A whole regiment of writers
But there’s more here than a string of anecdotes. Hale begins by looking back at the early settlements by the Greeks and Romans and then considers the area as a theatre of war which it has often been. Next he turns a largely critical eye on Monaco, quoting negative impressions from Queen Victoria down to Wapping smartarse A.A. Gill who wrote that Monte Carlo is “the sort of slum that rich people build when they lack for nothing except taste”. He depicts Louis II (Prince Albert’s great-grandfather) as the slimeball he was but he could have highlighted more clearly his overt Nazi sympathies (until it was clear the Germans would lose the war), as in his notorious letter to Hitler of 1942 in which he offered his “collaboration with the Reich, both sincere and without reluctance”.

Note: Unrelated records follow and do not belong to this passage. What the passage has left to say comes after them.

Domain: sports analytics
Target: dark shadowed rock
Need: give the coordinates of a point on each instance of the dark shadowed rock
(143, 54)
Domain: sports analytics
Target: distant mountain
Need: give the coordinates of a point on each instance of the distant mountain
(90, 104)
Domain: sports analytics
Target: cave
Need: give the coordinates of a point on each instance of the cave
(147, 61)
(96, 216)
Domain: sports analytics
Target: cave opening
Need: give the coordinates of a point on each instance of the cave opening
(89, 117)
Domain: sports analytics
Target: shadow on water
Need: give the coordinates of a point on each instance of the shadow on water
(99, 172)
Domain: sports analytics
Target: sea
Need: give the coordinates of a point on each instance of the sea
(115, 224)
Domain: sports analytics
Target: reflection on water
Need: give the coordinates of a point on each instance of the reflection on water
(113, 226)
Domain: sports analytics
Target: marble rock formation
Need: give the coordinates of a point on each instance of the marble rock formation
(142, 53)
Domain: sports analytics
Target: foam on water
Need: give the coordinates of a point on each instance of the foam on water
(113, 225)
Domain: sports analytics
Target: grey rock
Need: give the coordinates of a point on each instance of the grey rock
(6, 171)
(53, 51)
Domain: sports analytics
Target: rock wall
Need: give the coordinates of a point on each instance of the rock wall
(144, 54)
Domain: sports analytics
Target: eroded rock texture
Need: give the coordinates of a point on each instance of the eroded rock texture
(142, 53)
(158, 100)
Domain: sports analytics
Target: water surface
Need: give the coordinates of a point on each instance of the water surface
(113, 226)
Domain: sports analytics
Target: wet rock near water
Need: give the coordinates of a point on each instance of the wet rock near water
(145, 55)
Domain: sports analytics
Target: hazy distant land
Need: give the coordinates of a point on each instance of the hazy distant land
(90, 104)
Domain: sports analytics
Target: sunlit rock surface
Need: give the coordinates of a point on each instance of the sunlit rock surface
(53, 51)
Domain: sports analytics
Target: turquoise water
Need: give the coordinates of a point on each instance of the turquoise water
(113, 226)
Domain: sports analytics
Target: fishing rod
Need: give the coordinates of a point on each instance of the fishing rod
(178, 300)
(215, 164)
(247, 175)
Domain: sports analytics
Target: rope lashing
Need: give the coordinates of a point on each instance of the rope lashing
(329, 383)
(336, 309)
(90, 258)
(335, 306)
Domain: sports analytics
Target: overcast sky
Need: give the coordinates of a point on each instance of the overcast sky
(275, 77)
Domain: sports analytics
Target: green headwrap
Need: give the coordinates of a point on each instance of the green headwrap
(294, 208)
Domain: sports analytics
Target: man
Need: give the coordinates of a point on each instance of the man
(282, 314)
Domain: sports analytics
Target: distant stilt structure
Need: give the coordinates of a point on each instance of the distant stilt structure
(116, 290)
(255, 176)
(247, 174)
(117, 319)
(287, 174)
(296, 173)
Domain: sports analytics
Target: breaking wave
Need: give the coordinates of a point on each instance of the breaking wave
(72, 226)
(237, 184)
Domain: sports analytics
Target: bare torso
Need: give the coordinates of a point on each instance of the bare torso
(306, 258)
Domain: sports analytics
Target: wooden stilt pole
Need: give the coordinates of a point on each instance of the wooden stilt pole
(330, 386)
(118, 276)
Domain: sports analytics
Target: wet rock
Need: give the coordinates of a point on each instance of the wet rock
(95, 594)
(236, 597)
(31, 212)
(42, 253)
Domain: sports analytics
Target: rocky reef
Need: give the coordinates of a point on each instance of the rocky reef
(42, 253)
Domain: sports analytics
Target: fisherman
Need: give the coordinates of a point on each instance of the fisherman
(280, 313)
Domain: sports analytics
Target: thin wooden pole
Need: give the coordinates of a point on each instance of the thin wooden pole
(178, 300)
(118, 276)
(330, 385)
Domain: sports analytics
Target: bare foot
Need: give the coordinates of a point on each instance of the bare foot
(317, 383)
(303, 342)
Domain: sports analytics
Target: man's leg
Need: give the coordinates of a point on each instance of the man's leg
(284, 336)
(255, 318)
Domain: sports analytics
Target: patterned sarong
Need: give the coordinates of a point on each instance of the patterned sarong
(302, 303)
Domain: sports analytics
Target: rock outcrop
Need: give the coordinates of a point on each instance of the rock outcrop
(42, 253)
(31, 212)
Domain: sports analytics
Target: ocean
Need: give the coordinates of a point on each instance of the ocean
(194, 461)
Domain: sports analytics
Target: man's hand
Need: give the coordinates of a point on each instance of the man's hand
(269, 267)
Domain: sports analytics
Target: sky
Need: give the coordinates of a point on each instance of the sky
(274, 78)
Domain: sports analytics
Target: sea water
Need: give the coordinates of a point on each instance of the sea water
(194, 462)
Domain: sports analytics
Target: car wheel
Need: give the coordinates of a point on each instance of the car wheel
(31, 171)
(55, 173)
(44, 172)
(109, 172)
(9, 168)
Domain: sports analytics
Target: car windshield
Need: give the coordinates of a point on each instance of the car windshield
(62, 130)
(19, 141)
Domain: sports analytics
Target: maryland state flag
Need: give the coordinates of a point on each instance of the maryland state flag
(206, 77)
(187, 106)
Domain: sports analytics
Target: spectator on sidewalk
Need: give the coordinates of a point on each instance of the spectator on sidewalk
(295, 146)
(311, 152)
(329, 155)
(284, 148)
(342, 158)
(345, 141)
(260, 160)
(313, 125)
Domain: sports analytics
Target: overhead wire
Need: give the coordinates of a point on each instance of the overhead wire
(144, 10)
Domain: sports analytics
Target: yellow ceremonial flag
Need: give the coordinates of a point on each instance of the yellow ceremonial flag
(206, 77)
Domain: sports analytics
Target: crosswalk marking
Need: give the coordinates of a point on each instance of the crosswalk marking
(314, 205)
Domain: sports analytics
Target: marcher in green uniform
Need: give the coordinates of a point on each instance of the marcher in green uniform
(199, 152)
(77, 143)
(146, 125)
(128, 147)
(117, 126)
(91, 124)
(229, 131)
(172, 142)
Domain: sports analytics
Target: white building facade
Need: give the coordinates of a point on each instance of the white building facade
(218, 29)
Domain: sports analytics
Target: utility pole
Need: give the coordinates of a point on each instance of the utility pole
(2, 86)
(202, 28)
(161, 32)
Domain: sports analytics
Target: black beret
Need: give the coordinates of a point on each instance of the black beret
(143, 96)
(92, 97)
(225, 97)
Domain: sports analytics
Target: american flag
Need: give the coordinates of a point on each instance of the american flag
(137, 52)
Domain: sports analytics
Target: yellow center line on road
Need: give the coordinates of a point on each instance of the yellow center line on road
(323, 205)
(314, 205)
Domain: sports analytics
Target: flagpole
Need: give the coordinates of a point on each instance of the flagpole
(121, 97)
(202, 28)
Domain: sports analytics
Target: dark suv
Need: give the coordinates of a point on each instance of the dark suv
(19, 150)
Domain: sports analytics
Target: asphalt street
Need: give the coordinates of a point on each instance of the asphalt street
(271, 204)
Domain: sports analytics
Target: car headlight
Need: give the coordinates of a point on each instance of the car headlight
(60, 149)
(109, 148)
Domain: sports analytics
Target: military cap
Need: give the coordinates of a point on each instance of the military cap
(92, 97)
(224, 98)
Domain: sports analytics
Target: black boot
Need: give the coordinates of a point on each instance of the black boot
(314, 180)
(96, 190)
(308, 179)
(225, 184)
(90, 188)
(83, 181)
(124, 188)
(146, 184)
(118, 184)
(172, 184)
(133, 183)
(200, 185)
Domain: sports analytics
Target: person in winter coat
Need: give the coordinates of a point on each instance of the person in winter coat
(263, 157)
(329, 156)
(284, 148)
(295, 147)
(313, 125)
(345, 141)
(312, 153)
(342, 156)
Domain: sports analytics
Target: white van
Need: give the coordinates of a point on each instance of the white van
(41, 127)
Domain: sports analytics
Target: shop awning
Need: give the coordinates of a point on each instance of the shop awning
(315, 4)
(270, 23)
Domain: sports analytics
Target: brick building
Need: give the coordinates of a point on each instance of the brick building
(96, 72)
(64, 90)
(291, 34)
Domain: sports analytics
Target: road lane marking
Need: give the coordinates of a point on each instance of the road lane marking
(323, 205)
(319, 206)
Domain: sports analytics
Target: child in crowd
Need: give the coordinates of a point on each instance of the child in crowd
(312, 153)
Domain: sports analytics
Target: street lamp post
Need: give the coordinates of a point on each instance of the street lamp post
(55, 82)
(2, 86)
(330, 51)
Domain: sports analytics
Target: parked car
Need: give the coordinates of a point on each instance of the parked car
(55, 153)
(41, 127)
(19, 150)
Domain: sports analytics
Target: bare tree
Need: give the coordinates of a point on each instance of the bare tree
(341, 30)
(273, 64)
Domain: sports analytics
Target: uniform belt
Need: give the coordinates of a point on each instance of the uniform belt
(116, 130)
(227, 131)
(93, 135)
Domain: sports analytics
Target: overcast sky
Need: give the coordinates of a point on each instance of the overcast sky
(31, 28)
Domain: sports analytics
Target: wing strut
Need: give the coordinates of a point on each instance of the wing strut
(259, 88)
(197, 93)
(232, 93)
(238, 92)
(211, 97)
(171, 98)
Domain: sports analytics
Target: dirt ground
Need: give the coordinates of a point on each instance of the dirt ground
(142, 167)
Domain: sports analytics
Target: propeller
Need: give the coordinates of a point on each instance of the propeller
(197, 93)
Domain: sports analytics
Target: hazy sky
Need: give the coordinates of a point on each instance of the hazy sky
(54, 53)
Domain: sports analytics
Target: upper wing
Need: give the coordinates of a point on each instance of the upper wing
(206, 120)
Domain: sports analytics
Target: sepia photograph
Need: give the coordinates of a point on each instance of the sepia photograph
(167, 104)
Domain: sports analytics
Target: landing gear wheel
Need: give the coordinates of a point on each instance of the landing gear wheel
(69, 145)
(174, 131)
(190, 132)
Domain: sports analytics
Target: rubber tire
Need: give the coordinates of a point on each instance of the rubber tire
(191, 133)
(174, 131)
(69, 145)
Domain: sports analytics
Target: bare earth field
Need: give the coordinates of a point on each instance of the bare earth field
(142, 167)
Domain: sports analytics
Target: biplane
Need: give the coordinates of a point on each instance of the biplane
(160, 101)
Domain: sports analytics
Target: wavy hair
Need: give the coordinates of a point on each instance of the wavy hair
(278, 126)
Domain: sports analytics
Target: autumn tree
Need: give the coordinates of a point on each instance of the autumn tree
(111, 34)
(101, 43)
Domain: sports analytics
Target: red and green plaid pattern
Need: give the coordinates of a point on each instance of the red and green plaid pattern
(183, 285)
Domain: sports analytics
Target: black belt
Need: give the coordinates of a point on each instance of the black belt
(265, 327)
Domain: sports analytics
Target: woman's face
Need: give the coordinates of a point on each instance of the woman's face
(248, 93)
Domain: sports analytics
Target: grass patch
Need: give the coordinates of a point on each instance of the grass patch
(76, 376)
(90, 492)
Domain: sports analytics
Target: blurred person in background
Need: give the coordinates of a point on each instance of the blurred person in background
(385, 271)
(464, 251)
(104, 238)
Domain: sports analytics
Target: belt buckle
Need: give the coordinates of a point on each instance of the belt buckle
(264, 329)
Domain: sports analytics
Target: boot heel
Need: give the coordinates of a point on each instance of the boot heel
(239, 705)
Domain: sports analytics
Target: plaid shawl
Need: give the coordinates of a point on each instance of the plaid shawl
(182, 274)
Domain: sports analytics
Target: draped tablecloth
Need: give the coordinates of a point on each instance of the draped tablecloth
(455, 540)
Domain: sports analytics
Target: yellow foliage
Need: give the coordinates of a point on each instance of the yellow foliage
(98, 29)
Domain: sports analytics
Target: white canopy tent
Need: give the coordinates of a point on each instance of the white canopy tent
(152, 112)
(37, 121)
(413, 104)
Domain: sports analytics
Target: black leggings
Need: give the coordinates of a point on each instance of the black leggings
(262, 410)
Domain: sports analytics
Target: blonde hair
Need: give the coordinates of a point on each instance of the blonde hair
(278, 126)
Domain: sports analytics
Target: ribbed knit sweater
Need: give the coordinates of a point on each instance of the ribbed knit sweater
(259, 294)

Hale looks in turn at the British, American and Russian presences on the Coast, and their cultural contributions. Long before the arrival of uncouth oligarchs (“rich, rude and filthy”, as one Cannes hotel general manager once put it to me), the Russians had a reputation as vulgar and noisy (with Chekov and Nabokov among the exceptions). In considering the French attachment to the Riviera he can evoke a whole regiment of writers who came here. Some of them could hardly avoid the ubiquitous Brits. Prosper Merimée had an ambiguous view of les Anglais, observing them living in Cannes as if in “conquered territory”, but at one point agreeing to become president of the English Archery Club.
Hale then looks at how other creative artists have flourished on the Riviera, including painters, musicians, architects, landscape gardeners (he gives a visa to Thomas Hanbury) and, now for almost a century, film makers. Writing of these last he notes (a new one on me) that in 2018 the city of Nice will have the right to take over the site of the Riviera (ex-Victorine) Studios and build whatever they like on it. On verra ... Hale rounds off his book – lots of legwork here – with a look at perched villages and offshore islands. As I was working through his pages I was often made to pause over a particular quotation. This, for example, from Tobias Smollet, living in Nice in the 1760s: “We are pestered with incredible swarms of flies ... in the daytime it’s impossible to keep the flies out of your mouth, nostrils, eyes and ears.” The insects were encouraged, and for long after Smollett’s time, by the presence everywhere of stagnant water and horseshit. Thank God for modern drainage systems and the horseless carriage! And one negative point: the book’s illustrations, murky and unhelpful, are a misguided economy on the part of the publisher. But Julian Hale’s text certainly merits une mention très bien.